O mais curioso e absurdo é o nome do espírito que teria ditado o texto: Alberto Santos Dumont! Desde que desencarnou, em 1932, não se viu uma mensagem sequer do pai da aviação sendo transmitida nem mesmo por Chico Xavier. Por que ele se manifestaria agora para falar de um caso tão recente, delicado e doloroso ainda para nosso país? Nós, espíritas, devemos observar com seriedade casos como esse. Abaixo, texto escrito pelo editor-chefe do Jornal de Brasília, Jorge Eduardo Antunes, sobre o caso. Assino embaixo. Vale a reflexão.

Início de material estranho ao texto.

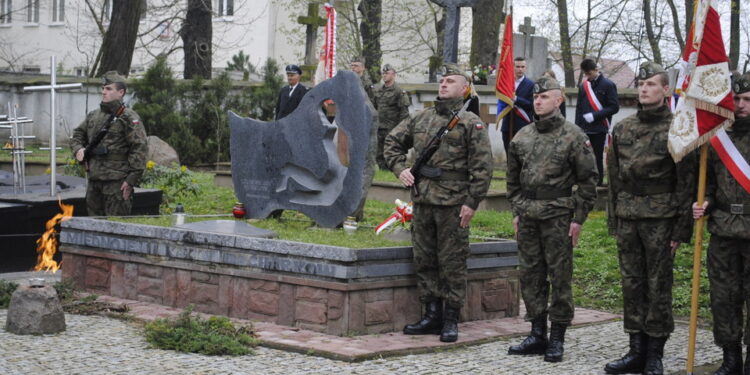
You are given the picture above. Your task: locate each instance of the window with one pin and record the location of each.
(6, 8)
(225, 8)
(58, 11)
(32, 11)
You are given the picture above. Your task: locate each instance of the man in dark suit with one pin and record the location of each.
(523, 107)
(597, 102)
(291, 95)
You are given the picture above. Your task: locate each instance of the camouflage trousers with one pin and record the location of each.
(646, 268)
(441, 248)
(104, 198)
(729, 275)
(545, 255)
(382, 133)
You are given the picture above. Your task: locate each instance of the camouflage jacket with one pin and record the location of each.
(644, 181)
(551, 155)
(722, 190)
(465, 149)
(125, 144)
(392, 104)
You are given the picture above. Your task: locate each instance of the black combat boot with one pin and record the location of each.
(556, 341)
(634, 360)
(654, 353)
(450, 324)
(732, 364)
(432, 321)
(536, 342)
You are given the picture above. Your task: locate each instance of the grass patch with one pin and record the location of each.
(6, 291)
(191, 334)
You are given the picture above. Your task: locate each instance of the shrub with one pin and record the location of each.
(212, 336)
(6, 291)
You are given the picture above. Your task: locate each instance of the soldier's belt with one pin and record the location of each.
(547, 194)
(646, 189)
(439, 174)
(734, 208)
(111, 156)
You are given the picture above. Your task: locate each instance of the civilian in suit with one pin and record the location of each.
(290, 95)
(596, 123)
(524, 102)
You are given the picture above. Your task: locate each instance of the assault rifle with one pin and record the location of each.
(432, 147)
(89, 149)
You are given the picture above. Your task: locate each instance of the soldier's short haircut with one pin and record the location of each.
(588, 65)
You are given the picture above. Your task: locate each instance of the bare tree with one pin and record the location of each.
(485, 32)
(196, 33)
(119, 40)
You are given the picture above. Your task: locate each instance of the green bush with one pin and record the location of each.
(177, 183)
(189, 333)
(6, 291)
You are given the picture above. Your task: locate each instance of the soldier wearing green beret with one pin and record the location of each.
(116, 164)
(392, 104)
(456, 180)
(728, 203)
(649, 214)
(551, 187)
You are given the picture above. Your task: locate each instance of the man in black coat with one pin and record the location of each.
(290, 95)
(597, 102)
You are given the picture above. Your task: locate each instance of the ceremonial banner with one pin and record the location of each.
(505, 84)
(706, 104)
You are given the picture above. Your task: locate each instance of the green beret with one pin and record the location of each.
(545, 84)
(112, 77)
(451, 69)
(741, 84)
(649, 69)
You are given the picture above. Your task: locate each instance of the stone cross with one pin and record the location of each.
(313, 22)
(526, 29)
(52, 87)
(452, 23)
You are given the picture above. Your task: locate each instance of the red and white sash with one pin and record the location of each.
(593, 100)
(732, 159)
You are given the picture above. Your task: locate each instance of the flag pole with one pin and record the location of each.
(697, 259)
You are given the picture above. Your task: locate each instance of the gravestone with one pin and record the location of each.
(35, 310)
(294, 163)
(234, 227)
(452, 23)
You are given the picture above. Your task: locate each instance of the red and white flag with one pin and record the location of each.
(706, 104)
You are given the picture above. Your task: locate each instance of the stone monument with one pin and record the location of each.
(294, 163)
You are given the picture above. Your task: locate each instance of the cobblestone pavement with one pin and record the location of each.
(99, 345)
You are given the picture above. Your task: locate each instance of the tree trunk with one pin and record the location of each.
(119, 41)
(485, 32)
(734, 36)
(652, 40)
(676, 23)
(562, 14)
(369, 27)
(196, 39)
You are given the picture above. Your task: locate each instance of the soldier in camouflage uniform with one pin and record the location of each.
(649, 213)
(117, 163)
(728, 203)
(551, 187)
(392, 104)
(461, 170)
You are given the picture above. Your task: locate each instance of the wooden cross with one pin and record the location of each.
(313, 22)
(452, 23)
(52, 88)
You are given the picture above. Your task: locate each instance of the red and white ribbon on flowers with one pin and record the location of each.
(593, 100)
(732, 158)
(330, 64)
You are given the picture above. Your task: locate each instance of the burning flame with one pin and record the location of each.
(47, 244)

Certos livros “espíritas”…

Jorge Eduardo Antunes
Editor-Chefe do Jornal de Brasília

Sexta-feira, fim de tarde, Roberto Ferreira, meu colega de trabalho, com quem ocasionalmente tenho conversas sobre vida após a morte e religião, me manda um e-mail. A mensagem conta que o juiz Antônio Roberto Andolfato de Souza, de São José do Rio Preto (SP), proibiu a publicação de novos exemplares do livro “espírita” Voo da Esperança, assinado por “Alberto Santos Dumont” e psicografado pelo “médium” Woyne Figner Sacchetin, e que estaria “explicando” a tragédia do voo JJ 3054 da TAM – ocorrida em julho de 2007, em São Paulo. O tal “livro
espírita”, na avaliação do juiz, tem partes que ofendem parentes das vítimas do acidente aéreo, o que motivou também um pedido de indenização de R$ 465 mil.
Como espírita praticante desde 2003, espero, sinceramente, que a proibição do livro seja permanente e que a indenização seja paga não só à vítima reclamante, como a todas as outras. E explico o porquê. O que me cativou no espiritismo foi o fato de a doutrina pregar a caridade como o principal motor da melhora da humanidade. Caridade que não significa distribuir dinheiro ou fazer apenas grandes obras, mas secar uma lágrima, falar palavras de consolo e amor e, às vezes, alimentar uma boca não só com o nosso bolso, mas com o suor do rosto.
Pois bem, pergunto ao leitor que chegou até a este ponto: onde está a caridade em escrever frases como: “Ontem vocês queimaram seres humanos, hoje veem seus corpos queimados” e “A providência divina, em sua sabedoria infinita, não colocou neste avião espíritos inocentes,
mas almas seriamente comprometidas com um passado de erros”? Em lugar algum. Não há caridade, apenas desrespeito à dor alheia e sensacionalismo. A tal “obra espírita” mostra uma vontade imensa de vender livros, de buscar notoriedade – e, o que é pior, usando o nome de Santos Dumont. Nem Chico Xavier, médium de amor e caridade, teve comunicações dele. É de se estranhar que, de repente, um alguém qualquer as tenha…
Esse tipo de “psicografia” sobre desencarnes coletivos não interessa a ninguém. Se fosse algo que merecesse credibilidade, a mensagem viria repleta de amor, de palavras consoladoras, de esperança verdadeira, e não de condenações a pessoas falecidas, que só servem para entristecer ainda mais os parentes enlutados pela perda. “Livros” como estes aumentam o preconceito em torno do espiritismo. Prestam um desserviço à doutrina e se chocam contra as máximas da crença – caridade, amor ao próximo e esperança de uma nova vida. E há espíritas, certamente sem estudo, que vão replicar este “livro” como uma “explicação” para a tragédia…. Tal como fizeram com uma psicografia falsa sobre a morte do menino João Hélio, plantada na internet pelos inimigos do espiritismo logo após a sua dolorosa morte nas ruas do Rio de Janeiro.
Como disse ao Roberto, vou recomendar a várias pessoas que boicotem o “livro”. Assim como estou fazendo agora. Não se enganem. Isso não é, nunca foi e nunca será espiritismo. Isso é charlatanismo. E dos piores.